You need the carbon to caputre the water, though, that's the key to it all.
Mistress Rose

I got the impression that part of the water capture was because the land wasn't so compacted, and had a variety of plants which were all grazed so didn't form a 'mat' to allow the rain to run off. Seems similar in some ways to the strip grazing that we have been practising in this country for a long time, and makes a lot of sense on the prairies were the rainfall is low in particular because, as it says in the film, it does mimic the movement of the buffalo herds. Rob R

Seems similar in some ways to the strip grazing that we have been practising in this country for a long time,

Similar, yes, in terms of rationing the available sward, but different in terms of poaching and nutrient transfer (and exposure to parasite burdens), as the animals can't return to a particular spot after they have grazed it.
Mistress Rose

I did understand that the cows weren't allowed back onto the grazed area. I suppose with strip grazing, the area they can go in just increases rather than them being move across the field. Certainly it will minimise poaching and concentrate the dung for a short time. Providing a range of plants also seems a good idea. Would we use things like maize for this system in the UK as it is hardly a native, although useful for fodder?

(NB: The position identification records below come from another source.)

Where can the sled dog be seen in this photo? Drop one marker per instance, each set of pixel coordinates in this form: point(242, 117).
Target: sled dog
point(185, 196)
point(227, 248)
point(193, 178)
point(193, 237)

Rob R

Would we use things like maize for this system in the UK as it is hardly a native, although useful for fodder?

Perhaps as the lower temperatiure varieties become available they would be better suited to sucessive sowings. We generally sow in May to harvest the maximum yield in October at the correct balance of starch and leaf, but I really have no idea about the feed value of the less mature leaf.

It doesn't really matter what it is that you're growing though, as he said in the film, it's only a weed if they don't eat it and/or it has no feed value, so the crops can change but perennials are better suited than annuals.